Coetzee identifica a Sándor Márai como perteneciente a la burguesía progresista del imperio austrohúngaro y en el apunte biográfico que hace de él lo describe como un personaje típicamente centroeuropeo, de identidad nacional mestiza (húngaro nacido en una ciudad que ahora pertenece a Chequia y que en algún momento quiso ser escritor alemán), propenso al vagabundeo por Europa, escritor prolífico y no siempre reconocido, y fugitivo de todos los regímenes políticos que ocuparon su país. Esta condición hace aventurar a Coetzee si el kitsch de sus relatos no habría que interpretarlo en clave irónica, como una forma de poner de relieve todo lo que el fascismo primero, la guerra después y por el último la invasión soviética y el régimen comunista habían destruido en Hungría. Esta interpretación se vería reforzada por el contenido y el tono de las memorias del autor, tituladas explícitamente Confesiones de un burgués (Ed. Salamandra) pero no aclara gran cosa porque no se entiende qué enseñanza se puede extraer de una ironía inaccesible al evocar una situación y un régimen que han sido definitivamente sepultados por la historia. ¿O quizás no? La ironía, si existe, no puede ser el motivo de su éxito entre el público actual, que forzosamente carece de experiencia sobre lo que fue aquella época y lo que lee es una fábula. Márai jamás militó en ningún partido político pero fue un tenaz defensor de los valores de la clase media de su país, se nos dice en su biografía, y cabría pensar que también lo fue de sus gustos novelescos. La lección que su éxito nos da es que esos gustos están lejos de haberse enfriado desde la post guerra mundial hasta ahora mismo entre los lectores de la franja sociocultural que alimenta los best sellers. Porque Márai tampoco fue un escritor desconocido y es falso que fuera un descubrimiento en los años noventa, como agitó la mercadotecnia de los editores. Una parte de su obra fue (mal) traducida y editada en diversos países de Europa en los años cincuenta; también en España, donde la novela que se comenta se publicó en la editorial Destino en 1955 con el título más teatral y apropiado al relato de A la luz de los candelabros (Arden las  velas, en el original húngaro). Fue, pues, contemporánea de mi desvencijado recuerdo de Lajos Zilahy y de sus lacrimosos dilemas morales de pequeño burgués, como se decía antes.

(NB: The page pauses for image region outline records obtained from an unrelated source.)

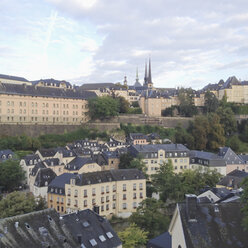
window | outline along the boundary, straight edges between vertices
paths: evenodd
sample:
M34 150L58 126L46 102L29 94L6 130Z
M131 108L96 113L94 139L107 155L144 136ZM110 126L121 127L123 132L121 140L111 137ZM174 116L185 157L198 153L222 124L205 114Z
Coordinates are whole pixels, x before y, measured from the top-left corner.
M127 185L126 184L123 184L122 185L122 188L123 188L123 191L126 191L127 190Z
M136 190L136 183L133 184L133 190Z
M96 189L95 188L92 189L92 195L96 195Z

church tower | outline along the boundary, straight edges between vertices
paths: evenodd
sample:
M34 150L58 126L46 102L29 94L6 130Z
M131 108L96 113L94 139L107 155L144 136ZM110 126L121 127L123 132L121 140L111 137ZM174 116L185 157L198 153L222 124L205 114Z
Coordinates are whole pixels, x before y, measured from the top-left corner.
M152 89L153 88L152 70L151 70L151 59L150 58L149 58L148 75L147 75L147 63L146 63L146 66L145 66L144 86L148 87L149 89Z

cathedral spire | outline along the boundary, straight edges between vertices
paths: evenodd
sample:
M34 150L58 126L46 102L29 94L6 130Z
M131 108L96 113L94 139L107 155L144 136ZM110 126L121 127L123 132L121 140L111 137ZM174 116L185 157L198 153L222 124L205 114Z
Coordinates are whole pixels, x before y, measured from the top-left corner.
M149 84L152 84L152 70L151 70L151 58L149 58L149 71L148 71L148 79Z
M147 62L146 62L146 65L145 65L145 77L144 77L144 86L147 85Z

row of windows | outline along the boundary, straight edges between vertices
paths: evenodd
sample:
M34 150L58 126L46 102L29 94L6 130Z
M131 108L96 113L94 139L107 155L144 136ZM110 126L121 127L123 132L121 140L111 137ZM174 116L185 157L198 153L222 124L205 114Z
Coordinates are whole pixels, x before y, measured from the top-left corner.
M143 183L139 184L139 189L143 190ZM127 190L127 185L126 184L122 185L122 190L123 191ZM136 190L136 183L133 183L133 190ZM116 191L116 185L115 184L112 186L112 191L113 192ZM84 189L84 193L83 193L84 197L87 197L87 192L88 192L87 189ZM104 194L105 192L109 193L109 186L106 186L106 187L102 186L101 187L101 193ZM71 195L71 189L68 189L67 195L68 196ZM96 188L92 188L92 195L93 196L96 195ZM74 196L76 196L76 197L78 196L78 190L77 189L74 190Z

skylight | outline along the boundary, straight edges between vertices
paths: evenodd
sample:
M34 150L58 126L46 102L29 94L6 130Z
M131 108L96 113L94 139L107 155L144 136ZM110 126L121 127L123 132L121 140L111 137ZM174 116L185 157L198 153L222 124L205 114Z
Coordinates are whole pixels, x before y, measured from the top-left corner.
M99 236L99 239L100 239L102 242L104 242L104 241L106 240L106 238L105 238L103 235L100 235L100 236Z
M96 245L97 245L97 242L96 242L95 239L91 239L91 240L90 240L90 244L91 244L92 246L96 246Z
M112 238L114 237L113 234L112 234L111 232L107 232L106 235L107 235L107 237L108 237L109 239L112 239Z

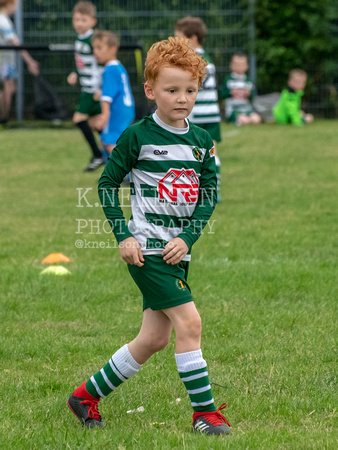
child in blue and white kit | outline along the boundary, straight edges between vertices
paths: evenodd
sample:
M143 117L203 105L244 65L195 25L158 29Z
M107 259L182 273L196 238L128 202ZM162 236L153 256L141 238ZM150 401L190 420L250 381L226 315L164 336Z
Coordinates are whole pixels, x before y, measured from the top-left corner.
M96 126L108 159L121 133L135 119L135 102L129 77L117 59L118 38L110 31L96 30L92 37L94 56L105 64L102 75L101 115Z

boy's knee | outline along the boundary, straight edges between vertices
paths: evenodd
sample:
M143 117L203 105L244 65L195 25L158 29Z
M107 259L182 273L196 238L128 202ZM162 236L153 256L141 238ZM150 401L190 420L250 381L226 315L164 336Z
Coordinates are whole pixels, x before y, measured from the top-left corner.
M198 338L202 334L202 320L199 315L194 315L183 326L184 334L190 338Z

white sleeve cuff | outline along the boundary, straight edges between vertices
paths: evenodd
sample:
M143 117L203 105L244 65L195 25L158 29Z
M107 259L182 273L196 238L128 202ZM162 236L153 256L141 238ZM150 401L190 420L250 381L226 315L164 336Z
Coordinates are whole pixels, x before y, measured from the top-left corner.
M111 97L108 97L107 95L102 95L100 100L101 102L113 103L113 99Z

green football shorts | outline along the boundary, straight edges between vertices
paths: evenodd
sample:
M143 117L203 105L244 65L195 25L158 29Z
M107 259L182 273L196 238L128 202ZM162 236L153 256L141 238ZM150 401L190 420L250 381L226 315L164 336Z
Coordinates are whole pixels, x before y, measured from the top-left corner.
M161 255L144 256L144 265L128 264L128 270L143 294L143 309L159 310L192 302L187 283L189 263L167 264Z
M101 114L100 102L93 98L93 94L88 92L81 92L79 103L76 105L76 112L87 114L89 117Z

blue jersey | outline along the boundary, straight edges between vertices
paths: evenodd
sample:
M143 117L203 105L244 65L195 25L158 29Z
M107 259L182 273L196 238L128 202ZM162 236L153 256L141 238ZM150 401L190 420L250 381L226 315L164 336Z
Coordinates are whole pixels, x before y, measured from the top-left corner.
M104 144L115 145L135 119L135 102L126 69L118 60L106 64L102 75L101 101L110 103L110 117L101 133Z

Coetzee concluye: “Se han prometido más traducciones de la obra de ficción de Márai, pero nada de lo que está disponible hasta la fecha para lectores que no saben húngaro contradice la impresión de que, por más reflexivo que él haya o pueda haber sido como cronista de la oscura década de 1940, por más valentía (o tal vez sólo falta de reparos) que haya demostrado en su defensa de la clase en la que nació, por más provocativa que pudiera ser su paradójica filosofía de la máscara, su concepción de la forma novelesca era, no obstante, anticuada, su concepción del potencial de la novela era limitada, y sus logros en el medio fueron, en consecuencia, escasos”.  Está dicho.